Hacker News new | past | comments | ask | show | jobs | submit login
Privacy Loss in Apple's Implementation of Differential Privacy on MacOS 10.12 (arxiv.org)
180 points by sohkamyung on Sept 12, 2017 | hide | past | favorite | 39 comments



While I like this work, the title may be misleading to people who think of "privacy loss" as something distinct from "differential privacy".

What they show is that as you use Apple's implementation, the differential privacy parameter grows (providing weaker guarantees as time passes). They don't show that they can bypass the mechanism and it's guarantees, just that Apple has rigged the implementation to decay the guarantees as you continue to use it (note: decay stops if you stop using Apple stuffs).


This is a known weakness with differential privacy.
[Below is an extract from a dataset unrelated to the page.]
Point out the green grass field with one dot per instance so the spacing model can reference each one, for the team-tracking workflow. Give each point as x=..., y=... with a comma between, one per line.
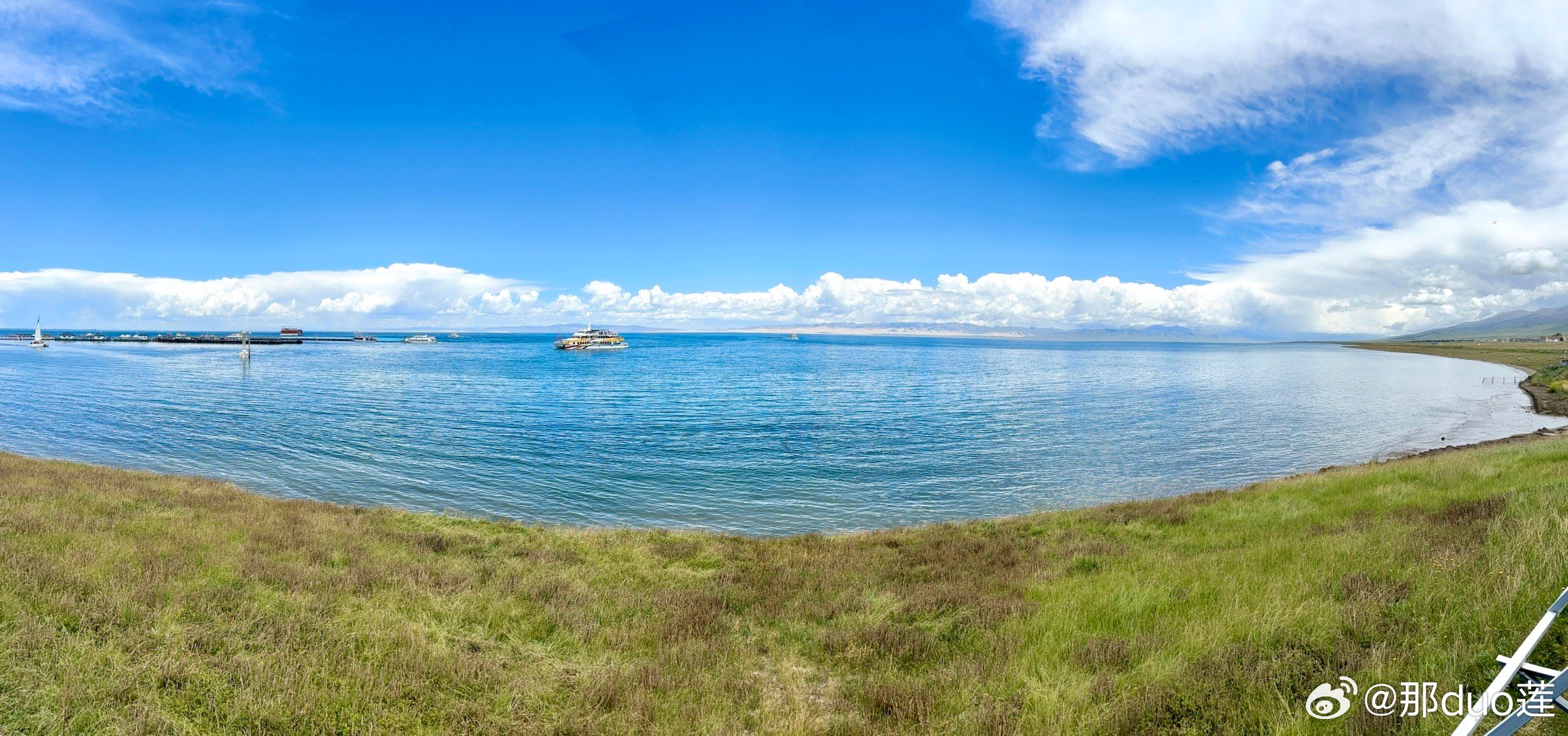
x=142, y=603
x=1528, y=356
Depending on how much noise you inject into your data, your analytics either approach meaninglessness or the privacy decays.

The hype machine surrounding Apple did not want to hear this and were just caught up with the idea "Apple could data mine you while maintaining ur privacy".


Funny that almost everyone in this threat seems to "get" Differential Privacy and thinks of it as a good tool. But when it was discussed for Mozilla Firefox everybody was appalled and enraged. (Thread at https://news.ycombinator.com/item?id=15071492)


I think the big difference there is that Mozilla was proposing opt-out differentially private data collection, whereas I believe Apple has historically been opt-in (with the default being no data collection).


Do you believe an opt-in in necessary with a (properly implemented) differentially private collection mechanism? Just curious about your take on this.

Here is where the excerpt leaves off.